Dans la mesure où ils proviennent des initiés, les mythes sont l’expression donnée par les initiés, des grandes sagesses de l’existence. Il n’est aucun mythe puisé dans les Mystères qui ne soit porteur d’une sagesse vraiment profonde, que nous pouvons à notre tour vérifier. Aussi, munis des réalités de la science occulte, sommes-nous remplis d’un grand respect devant ces mythes lorsque nous les abordons, car ces mythes ont, comme on le dit à juste titre, révélé à l’homme les entités spirituelles supérieures, de façon que l’homme apprenne d’abord par l’image ou le symbole, ce qu’il devra, dans les époques ultérieures, acquérir par l’intermédiaire de représentations évidentes. Et l’on constatera toujours davantage  que les mythes sont porteurs d’une sagesse et que, quel que soit le domaine, lorsqu’on désire trouver une représentation de cette sagesse la plus profonde, il faut avoir recours au mythe. C’est ce que savaient ceux qui se sont inspirés des profondeurs de l’art dans leurs créations. Ainsi une profonde vérité sous-tend tout le rapport de Richard Wagner au mythe, même si cette vérité s’est exprimée chez lui sous une forme artistique. Notre époque s’élèvera de nouveau d’un quotidien banalement physique pour atteindre un courant d’une parfaite spiritualité. Si vous plongez votre regard dans ce qui fait la pulsation de notre temps, vous finirez par comprendre le sens profond de la vocation de la science spirituelle.
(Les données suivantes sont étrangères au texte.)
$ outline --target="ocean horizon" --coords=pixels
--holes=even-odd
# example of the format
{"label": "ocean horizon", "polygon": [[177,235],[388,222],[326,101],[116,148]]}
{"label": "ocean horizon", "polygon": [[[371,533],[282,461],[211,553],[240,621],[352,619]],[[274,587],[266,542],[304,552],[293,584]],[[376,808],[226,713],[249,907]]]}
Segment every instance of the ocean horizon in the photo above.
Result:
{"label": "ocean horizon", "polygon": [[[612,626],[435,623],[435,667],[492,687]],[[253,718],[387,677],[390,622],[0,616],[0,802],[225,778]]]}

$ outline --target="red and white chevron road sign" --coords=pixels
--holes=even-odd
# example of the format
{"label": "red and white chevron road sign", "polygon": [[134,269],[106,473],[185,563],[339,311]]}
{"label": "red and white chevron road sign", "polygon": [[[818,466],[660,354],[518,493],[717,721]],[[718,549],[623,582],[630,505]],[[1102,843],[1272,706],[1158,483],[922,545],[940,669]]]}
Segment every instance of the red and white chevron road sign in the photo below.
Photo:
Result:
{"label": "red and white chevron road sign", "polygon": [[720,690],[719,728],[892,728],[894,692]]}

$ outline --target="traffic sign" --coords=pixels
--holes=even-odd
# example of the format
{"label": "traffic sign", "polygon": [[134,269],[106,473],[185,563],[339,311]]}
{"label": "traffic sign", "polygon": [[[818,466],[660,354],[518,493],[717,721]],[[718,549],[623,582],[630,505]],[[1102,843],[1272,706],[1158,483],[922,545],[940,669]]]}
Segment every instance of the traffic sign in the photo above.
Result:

Nous avons donc pris comme point  de départ des observations des mondes supérieurs et, à partir des rapports existant avec eux, nous avons pris conscience de ce qu’est véritablement la mission de la science spirituelle : donner à l’homme la possibilité d’apprendre à connaître la vie et de développer sans cesse son initiation à ce qui s’accomplit d’une manière si mystérieuse au moindre mouvement de ses mains, aux moindres créations dues à son esprit, à son âme et à son corps. Des êtres l’entourent comme des compagnons, et par la connaissance spirituelle il sera de plus en plus conscient de l’existence de ces êtres et sera en mesure de vivre et de créer en harmonie avec eux. Ainsi la recherche spirituelle lui révèlera la réalité effective et le rendra apte d’introduire connaissance et sagesse dans la vie.